3XN wins design for dramatic aquarium in Copenhagen
Inspired by the whirl streams of the sea, shoals of fish, and swirling starlings turning the sky black, 3XNs winning proposal is called ‘Whirlpool’. Indeed, from the round centre hall of the building the different parts are ‘whirled’ in the slightly curved sequence of rooms. The first and longest of the whirlpool’s arms follow the shape of the landscape and the building, moving into the land.
The Blue Planet building site is in Copenhagen, at the island of Amager, right at the coast of Øresund, north of Kastrup Havn, close to the Copenhagen Airport, and viewed from a plane the whirlpool shape will show in its full. Approaching on the ground, one will experience the building as floating in a circular reflection pool, and a walk through its interior is a travel through several organic worlds.

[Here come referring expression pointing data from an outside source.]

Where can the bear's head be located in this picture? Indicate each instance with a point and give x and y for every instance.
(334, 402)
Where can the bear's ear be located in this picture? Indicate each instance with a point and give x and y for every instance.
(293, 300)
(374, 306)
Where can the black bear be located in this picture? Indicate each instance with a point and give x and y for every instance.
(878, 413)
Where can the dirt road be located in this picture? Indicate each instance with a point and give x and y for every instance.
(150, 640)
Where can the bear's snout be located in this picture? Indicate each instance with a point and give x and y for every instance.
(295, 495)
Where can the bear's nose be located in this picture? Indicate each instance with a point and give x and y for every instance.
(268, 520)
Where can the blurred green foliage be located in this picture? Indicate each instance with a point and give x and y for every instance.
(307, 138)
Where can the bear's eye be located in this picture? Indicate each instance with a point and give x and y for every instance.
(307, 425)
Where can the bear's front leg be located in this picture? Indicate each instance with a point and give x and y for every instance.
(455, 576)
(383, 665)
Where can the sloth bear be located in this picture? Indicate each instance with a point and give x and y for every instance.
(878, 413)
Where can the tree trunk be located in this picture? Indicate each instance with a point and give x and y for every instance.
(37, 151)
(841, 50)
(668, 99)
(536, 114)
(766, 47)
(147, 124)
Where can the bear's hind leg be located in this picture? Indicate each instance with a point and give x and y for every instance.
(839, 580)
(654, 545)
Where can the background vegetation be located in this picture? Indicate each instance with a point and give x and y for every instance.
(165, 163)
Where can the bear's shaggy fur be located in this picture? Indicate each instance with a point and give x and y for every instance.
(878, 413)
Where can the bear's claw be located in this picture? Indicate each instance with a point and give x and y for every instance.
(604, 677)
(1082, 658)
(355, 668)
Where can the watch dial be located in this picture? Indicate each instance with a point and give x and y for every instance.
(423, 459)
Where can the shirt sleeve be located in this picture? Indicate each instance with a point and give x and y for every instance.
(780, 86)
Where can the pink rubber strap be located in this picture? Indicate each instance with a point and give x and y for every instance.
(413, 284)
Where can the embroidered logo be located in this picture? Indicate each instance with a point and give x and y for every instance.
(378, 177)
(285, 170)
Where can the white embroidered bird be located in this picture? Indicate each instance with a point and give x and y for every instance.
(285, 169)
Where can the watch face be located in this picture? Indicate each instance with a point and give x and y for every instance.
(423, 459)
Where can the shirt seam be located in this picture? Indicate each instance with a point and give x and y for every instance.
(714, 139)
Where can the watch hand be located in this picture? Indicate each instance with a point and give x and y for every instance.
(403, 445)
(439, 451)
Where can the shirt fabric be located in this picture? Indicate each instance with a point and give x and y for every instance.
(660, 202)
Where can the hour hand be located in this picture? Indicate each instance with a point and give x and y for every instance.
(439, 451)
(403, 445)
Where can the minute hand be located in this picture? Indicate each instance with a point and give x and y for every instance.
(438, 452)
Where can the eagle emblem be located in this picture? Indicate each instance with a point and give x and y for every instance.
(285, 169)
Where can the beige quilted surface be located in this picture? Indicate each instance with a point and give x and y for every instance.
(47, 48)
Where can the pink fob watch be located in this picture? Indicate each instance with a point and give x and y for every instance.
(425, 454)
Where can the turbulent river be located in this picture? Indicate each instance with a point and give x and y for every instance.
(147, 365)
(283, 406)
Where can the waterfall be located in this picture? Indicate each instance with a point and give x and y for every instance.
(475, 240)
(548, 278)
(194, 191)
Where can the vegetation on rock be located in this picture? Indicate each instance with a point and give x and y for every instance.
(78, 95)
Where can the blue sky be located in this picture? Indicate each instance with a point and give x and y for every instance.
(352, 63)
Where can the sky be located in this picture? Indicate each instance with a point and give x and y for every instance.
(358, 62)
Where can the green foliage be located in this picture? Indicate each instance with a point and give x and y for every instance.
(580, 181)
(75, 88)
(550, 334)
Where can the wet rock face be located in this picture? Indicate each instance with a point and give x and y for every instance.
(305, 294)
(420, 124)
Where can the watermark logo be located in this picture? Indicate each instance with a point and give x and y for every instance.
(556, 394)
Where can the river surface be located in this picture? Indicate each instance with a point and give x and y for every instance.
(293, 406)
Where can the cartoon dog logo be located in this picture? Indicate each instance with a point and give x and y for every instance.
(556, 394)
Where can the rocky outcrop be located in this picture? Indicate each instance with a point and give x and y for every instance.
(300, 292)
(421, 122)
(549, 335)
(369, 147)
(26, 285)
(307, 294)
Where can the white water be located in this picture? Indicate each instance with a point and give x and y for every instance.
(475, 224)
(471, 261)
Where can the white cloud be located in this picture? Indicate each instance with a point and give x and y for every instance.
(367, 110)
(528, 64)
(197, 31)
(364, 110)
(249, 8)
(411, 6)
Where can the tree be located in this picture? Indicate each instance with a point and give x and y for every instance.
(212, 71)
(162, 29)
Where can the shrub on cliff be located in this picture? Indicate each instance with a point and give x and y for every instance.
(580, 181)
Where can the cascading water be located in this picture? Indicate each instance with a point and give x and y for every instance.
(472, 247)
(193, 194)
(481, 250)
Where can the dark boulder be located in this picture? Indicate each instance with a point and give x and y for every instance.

Designing The Blue Planet the architects team was inspired by nature, says principal of 3XN, Kim Herforth Nielsen. “We wanted to stage a totality of the experience one has visiting an aquarium. The starting point was this magnificent experience of actually watching fish in their element. We wanted to create that adventurous feeling, and we took inspiration in the natural phenomenon of the whirlpool or maelstrom drawing you into the deep. A sculpture at the coast it unites the natural elements of water, air and earth.”
Thus situated in the borderland between the worlds of Poseidon and Zeus, the walls and roofs form a single, continuous flow and are clad in a way which emphasises the wavy outline of the building, thereby telling a story of this union. The first and longest of the whirlpool’s arms follows the shape of the landscape and the building, moving into the land.
Entering The Blue Planet, the building will convey an other-worldly experience from the initial moment. Visitors tilting their head back will be met by the underside of an aquarium pool which is also the ceiling giving a sense of an underwater world. High above, through the pool water, you can see the sky with sunlight being reflected in the water and forming flickering, shimmering sunspots on the floor and walls of this light.
The Round Room is a centre of navigation in the aquarium, and this is where visitors choose which river, lake or ocean to explore. Each exhibition has its own face towards the Round Room, each with its own entrance, starting with a buffer zone – a platform where sound and images are used to introduce the atmosphere communicated in the ensuing exhibition room.
Raised a few metres above the terrain, The Blue Planet is a reflection of strong coherence; greatness in the smallest of things, all water in the world being inextricably linked, from the enormous forces of tsunamis to the infinitely tiny, spinning molecules. Overlooking the Øresund, the building connects land and sea, drawing both the great outdoors and visitors inside.
In the landscape, the great WHIRLPOOL continues through the terrain, the pools and the sea surrounding the building. Like watery currents, the building is not static – the movement continues into the future by virtue of always allowing possible extensions to add more, simply by letting the lines of the whirlpool grow further out. Any expansion would cause a minimum of inconvenience to the contemporary exhibitions and the existing parts of the building. The extensions can simply be added to an individual arm, solely closing this particular section down during the extension process and not re-opening it until completion. Secondly, the key element is that any new building volumes added will be extensions of the architecture, with any expansion of the aquarium simply taking place in a natural dialogue with the building itself.
Nature and culture can be mixed, controlled by topics and ideas, on the basis of the stories to be told or in interaction with the audience. The building is flexible enough to accommodate it all, and the dominant whirl, with its endless scope for variation, but also repetition and rhythm, holds it all together. The curves which define the unique and sculptural look of the building must be perceived as part of the backdrops to the sceneries of the exhibitions.